The services supporting recovery are constructed so that they respect the autonomy of the resident and strengthen their participation.
3. Rehabilitation and empowerment of the resident
Staff meet and treat the client as an equal. Interaction with the client aims at building trust and an atmosphere of communality, which help the client to rehabilitate and empower themselves on their own terms.
The aim of dialogue and interaction is always to find solutions to the client’s situation together with them. This requires stripping away the employee’s position of power and adopting a new approach to work.
The resident is consistently given positive feedback on even the smallest of everyday achievements.
4. Integration into the community and society
In Housing First work, the resident gets help to make their dwelling feel like a home. A home is a prerequisite for the resident being able to organise their own life and to feel involved in it and their environment.
Having their own lease, for example, creates a feeling of permanence and thereby helps to feel connected to wider society. The resident is supported in keeping in contact with immediate networks such as their family.
In supported housing units, systematic neighbourhood work is done with residents.
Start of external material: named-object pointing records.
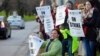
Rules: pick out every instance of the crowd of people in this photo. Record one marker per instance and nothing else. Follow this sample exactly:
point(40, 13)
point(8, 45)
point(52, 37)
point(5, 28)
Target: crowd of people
point(61, 41)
In addition to the aforementioned principles, a sense of community is also a strong guiding value of Housing First work in Finland.
Many housing units have made the living community their starting point, involving and empowering the individual through a strong sense of being a member of a community.
Who is homeless?
In services adhering to the Housing First principle, a homeless person refers to anyone who does not have their own rental or owner-occupied dwelling. Defining who is homeless is still difficult because people’s situations vary.
At worst, a homeless person sleeps rough on the street. Many, in turn, live temporarily with their relatives or friends. This kind of homelessness may not even appear in the statistics, in which case the phenomenon is called hidden homelessness.
In Finland, the most comprehensive housing statistics are collected by The Housing Finance and Development Centre of Finland (ARA).
In their statistics homelessness is divided into five categories:
- Those living rough, in stairwells, shelters, etc.
- Those staying in night shelters, accommodation establishments
- Those living in various institutions
- Released prisoners who do not have housing arranged
- Those in insecure accommodation, e.g. temporarily with friends or relatives
How does the Finnish model differ from the American Pathways Housing First model?
The Finnish Housing First model was born around the same time, but separately from the Pathways Housing First movement that started in the United States. The models have two key differences: In Finland, the residents pay the rent themselves.
Just like any other Finn, they can apply for housing allowance and other support if they are not capable of paying it themselves.
In the United States, in turn, 30 percent of a resident’s income automatically goes towards the rent and the landlord or organisation that has arranged housing bears the responsibility for paying the rent.
Another difference is in how support is arranged for the residents. Unlike in the United States, in Finland a large multi-professional group is not automatically put together beforehand for treating a resident.
Support is instead offered for residents according to their needs, making use of the services that already exist in society. This is possible due to the high standard of social and health services.